Antigen detection is a promising field to aid in earlier diagnosis of Talaromyces with impressive progress in recent years [65,116,119,120,121]. A lateral flow immunochromatographic assay utilizing a monoclonal antibody, 4D1, conjugated with gold colloid as a signal generator and lined with T. marneffei cytoplasmic yeast antigen detected antigen in urine with a sensitivity of 87.9% and specificity of 100% in persons with confirmed T. marneffei infection by blood culture [64]. This assay was able to provide results in 20 min and did not require specialized equipment or skilled personnel [64]. Recently, a novel EIA using Mp1p antigen (a cell wall mannoprotein and important virulence factor for T. marneffei) has been developed [62,122,123]. In a large study of 372 HIV positive patients with culture proven (blood or other sterile body fluid) T. marneffei and 517 controls, the Mp1p EIA showed 86.3% sensitivity compared to 72.8% for blood culture [62]. Specificity for the EIA was 98.1% and time to test result was six hours versus 6.6 (± 3) days for blood culture [62]. Among 269 patients with paired urine and plasma samples tested by EIA, sensitivity increased to 88.8%, with a p value of <0.001 or 0.02 compared to plasma or urine alone [62]. These results will need to be duplicated in other populations, including immune suppressed persons without HIV but are obviously quite impressive. Although the test is not yet commercially available, a recent report describing two patients with HIV and talaromycosis diagnosed by the Mp1p EIA with negative blood cultures demonstrates the utility of the assay in concordance with the larger study results [124].

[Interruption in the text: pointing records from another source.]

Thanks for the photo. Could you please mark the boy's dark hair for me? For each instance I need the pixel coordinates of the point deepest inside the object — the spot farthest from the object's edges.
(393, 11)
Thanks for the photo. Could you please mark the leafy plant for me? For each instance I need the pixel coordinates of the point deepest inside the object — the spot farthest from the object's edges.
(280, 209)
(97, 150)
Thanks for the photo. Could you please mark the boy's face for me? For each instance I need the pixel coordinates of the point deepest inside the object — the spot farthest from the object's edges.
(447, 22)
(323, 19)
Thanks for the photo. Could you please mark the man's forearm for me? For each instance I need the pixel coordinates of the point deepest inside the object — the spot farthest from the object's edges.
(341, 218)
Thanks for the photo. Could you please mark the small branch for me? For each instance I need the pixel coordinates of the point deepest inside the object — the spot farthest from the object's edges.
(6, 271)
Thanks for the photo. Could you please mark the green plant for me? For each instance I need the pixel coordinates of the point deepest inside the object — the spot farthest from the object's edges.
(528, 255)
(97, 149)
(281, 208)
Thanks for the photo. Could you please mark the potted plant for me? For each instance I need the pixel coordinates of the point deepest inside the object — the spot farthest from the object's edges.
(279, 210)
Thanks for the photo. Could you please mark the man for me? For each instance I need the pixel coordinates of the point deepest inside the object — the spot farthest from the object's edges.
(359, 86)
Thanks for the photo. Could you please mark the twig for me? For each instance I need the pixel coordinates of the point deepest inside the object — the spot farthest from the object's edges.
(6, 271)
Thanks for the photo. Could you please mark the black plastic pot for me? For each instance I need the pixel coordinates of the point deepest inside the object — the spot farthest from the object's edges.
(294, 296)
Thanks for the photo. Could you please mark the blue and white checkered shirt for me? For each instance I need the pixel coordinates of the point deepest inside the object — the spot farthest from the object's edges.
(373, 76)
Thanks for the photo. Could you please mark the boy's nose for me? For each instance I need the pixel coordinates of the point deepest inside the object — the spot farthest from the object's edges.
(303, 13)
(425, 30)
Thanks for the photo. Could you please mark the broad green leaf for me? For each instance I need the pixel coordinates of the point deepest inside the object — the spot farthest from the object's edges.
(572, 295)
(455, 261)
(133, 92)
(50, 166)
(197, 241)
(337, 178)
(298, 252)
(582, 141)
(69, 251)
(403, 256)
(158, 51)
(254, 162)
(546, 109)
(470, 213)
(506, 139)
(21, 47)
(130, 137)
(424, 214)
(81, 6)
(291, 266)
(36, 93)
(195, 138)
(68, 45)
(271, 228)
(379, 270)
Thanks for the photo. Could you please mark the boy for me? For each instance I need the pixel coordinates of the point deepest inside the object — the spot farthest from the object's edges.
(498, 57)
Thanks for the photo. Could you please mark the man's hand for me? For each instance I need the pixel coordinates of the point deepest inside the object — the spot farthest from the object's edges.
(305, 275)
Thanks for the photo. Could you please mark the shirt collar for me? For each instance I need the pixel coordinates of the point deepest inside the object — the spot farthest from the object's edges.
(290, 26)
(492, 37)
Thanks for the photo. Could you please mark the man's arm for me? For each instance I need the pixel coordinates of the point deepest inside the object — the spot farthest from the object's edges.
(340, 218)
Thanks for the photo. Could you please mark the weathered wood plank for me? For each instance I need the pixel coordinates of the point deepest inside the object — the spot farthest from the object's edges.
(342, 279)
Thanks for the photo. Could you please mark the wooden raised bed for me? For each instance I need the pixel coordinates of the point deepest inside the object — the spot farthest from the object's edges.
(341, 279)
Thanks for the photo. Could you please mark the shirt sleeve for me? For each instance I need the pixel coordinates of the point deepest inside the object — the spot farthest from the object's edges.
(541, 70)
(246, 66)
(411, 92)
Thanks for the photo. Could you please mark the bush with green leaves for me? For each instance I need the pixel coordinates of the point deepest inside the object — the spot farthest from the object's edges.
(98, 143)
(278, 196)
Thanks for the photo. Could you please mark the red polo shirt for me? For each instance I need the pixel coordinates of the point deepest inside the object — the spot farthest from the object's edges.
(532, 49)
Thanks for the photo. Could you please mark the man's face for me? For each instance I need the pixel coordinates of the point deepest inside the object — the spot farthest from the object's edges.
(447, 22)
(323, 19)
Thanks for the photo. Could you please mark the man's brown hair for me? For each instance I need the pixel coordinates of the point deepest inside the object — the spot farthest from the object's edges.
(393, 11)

Antibody assays have been developed for diagnosis for talaromycosis; however, their clinical utility has been limited by cross reactivity, varied sensitivity and specificity, and inability of patients within the most affected populations to form antibodies due to underlying immune deficits [65,115,116,120,125]. Several traditional PCR methodologies have shown promise to detect T. marneffei infection but are not commercially available and are limited by variable performance [126,127,128,129]. mNGS has been used to diagnose T. marneffei in a HIV negative patient with disseminated disease including skin, bone marrow, CSF, and BAL involvement but its performance characteristics for talaromycosis are unknown [130].

7. Conclusions

Diagnosis of pulmonary infections due to endemic fungi can be challenging, as they frequently mimic other diseases. The areas of endemicity for many of these fungi are expanding, with climate change likely playing a role—this further complicates rapid diagnosis as knowledge about these infections may not be as high outside of their traditional endemic areas. Diagnosis is frequently delayed which can lead to unnecessary antibiotic exposure, repeated hospitalizations, and increased morbidity and mortality. While diagnosis has traditionally relied on culture or visualization of fungi, time to test results with culture, and insensitivity of visualization tests can limit utility. Thus, combined approaches are often necessary and rapid diagnosis frequently relies on antigen testing, with antibody testing also having a role in some cases. Cross-reactivity is a common limitation for both antibody and antigen testing but varies by the specific test and fungus. Important advances in antigen testing for talaromycosis and histoplasmosis have occurred in recent years. Molecular testing including mNGS may have a role going forward, as may MALDI-TOF MS (for identification of culture isolates), however further studies and logistical streamlining will be needed before wider adoption can be a consideration. It is important for physicians to be aware of the pulmonary manifestations of endemic fungi, as well as the changing epidemiology for many of these infections. Despite advances in diagnostic testing, a test never sent is of zero utility. A physician’s knowledge is the first step in proper diagnosis of these infections and endemic mycoses should be considered among the causes of pulmonary infections, particularly when a patient with a putative diagnosis of bacterial pneumonia does not respond to antibacterial therapy.